TravisWheelerLab / AvxWindowFmIndex

A fast, AVX2 and ARM Neon accelerated FM index library
BSD 3-Clause "New" or "Revised" License
28 stars 2 forks source link

0 counts for k-mer generated from same sequence as used in FM-index #41

Closed EricR86 closed 4 weeks ago

EricR86 commented 1 month ago

Hello,

I came across an odd bug. I created an index for mm39. I then generated a k-mer sequence from mm39 chr19: 'GGGTTAGGGTTAGGGTTAGGGTTAGGGTTAGGGTTAGGGTTAGGGTTAGGGTTAGGGTTAGGGTTAGGGTTAGGGTTAGGGTTAGGGTTAGGGTTAGGGTTAGGGTTAGGGTTAGGGTTAGGGTTAGGGTTAGGGTTAGGGTTAGGGTTAGGGTTAGGGTTAGGGTTAGGGTTAGGGTTAGGGTTAGGGTTAGGGTTAGGGTTAGGGTTAGGGTTAGGGTTAGGGTTAGGGTTAGGGTTAGGGTTAGGGTTAGGG'

While very repetitive, the awFmParallelSearchCount function returns 0 for this k-mer in the search list.

I can confirm the sequence exists inside chr19:

From lines 766498 onward (refseq: NC_000085.7):

                                                                        *
TTCACAGGAATACCCCACTCTGCTGGTACCAATTTGGGTTAGGGTTAGGGTTAGGGTTAGGGTTAGGGTTAGGGTTAGGG
TTAGGGTTAGGGTTAGGGTTAGGGTTAGGGTTAGGGTTAGGGTTAGGGTTAGGGTTAGGGTTAGGGTTAGGGTTAGGGTT
AGGGTTAGGGTTAGGGTTAGGGTTAGGGTTAGGGTTAGGGTTAGGGTTAGGGTTAGGGTTAGGGTTAGGGTTAGGGTTAG
GGTTAGGGTTAGGGTTAGGGTTAGGGTTAGGGTTAGGGTTAGGGTTAGGGTTAGGGTTAGGGTTAGGGTTAGGGTTAGGG

I marked the beginning of the sub-sequence with a *

I am on the latest commit. I have not regenerated the index since commit 71e7dd6. There were 5 of these total I found in the entire genome, all very long k-mers of length 250-ish or over. This was just the example I managed to track down

EricR86 commented 1 month ago

It is worth noting that adding a letter to the problematic k-mer sequence results in a count of 223, adding another letter ends up with a count of 553055957 (!). Removing a letter from the problematic k-mer sequence results in a count of 226.

Sawwave commented 1 month ago

Thanks for the bug report. I'm currently wrapping up my Ph.D dissertation so my time is limited, but I'll address this as soon as I have the time.

Sawwave commented 4 weeks ago

Now that I have time to look at this, I've confirmed that I can reproduce the error.
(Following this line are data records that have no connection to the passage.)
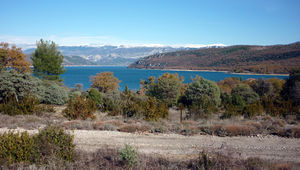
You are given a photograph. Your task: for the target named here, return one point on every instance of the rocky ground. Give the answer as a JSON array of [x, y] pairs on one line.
[[177, 146]]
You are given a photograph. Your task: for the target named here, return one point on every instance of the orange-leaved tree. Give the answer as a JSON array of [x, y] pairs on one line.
[[105, 82], [13, 58]]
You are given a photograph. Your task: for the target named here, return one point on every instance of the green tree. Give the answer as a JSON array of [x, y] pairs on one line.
[[105, 82], [202, 87], [202, 97], [47, 60], [246, 93], [14, 58], [291, 88], [166, 88]]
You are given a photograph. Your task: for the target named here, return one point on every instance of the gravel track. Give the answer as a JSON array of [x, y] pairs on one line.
[[173, 145]]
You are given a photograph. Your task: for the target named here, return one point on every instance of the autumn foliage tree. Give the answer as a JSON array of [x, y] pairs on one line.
[[13, 58], [166, 88], [105, 82]]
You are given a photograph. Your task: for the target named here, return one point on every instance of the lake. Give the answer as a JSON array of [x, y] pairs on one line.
[[132, 77]]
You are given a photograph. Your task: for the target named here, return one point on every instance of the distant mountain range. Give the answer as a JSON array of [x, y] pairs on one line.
[[240, 58], [112, 55]]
I'm working to identify the problem, and I hope to have this fixed soon.

Sawwave commented 4 weeks ago

I've solved this issue with merge #42 . There was an issue with some query position variables using uint8_t's, and having issues with queries longer than 255. These variables have been updated to uint32_t's, so they should handle even unreasonably long queries.

Thanks again for reporting this error!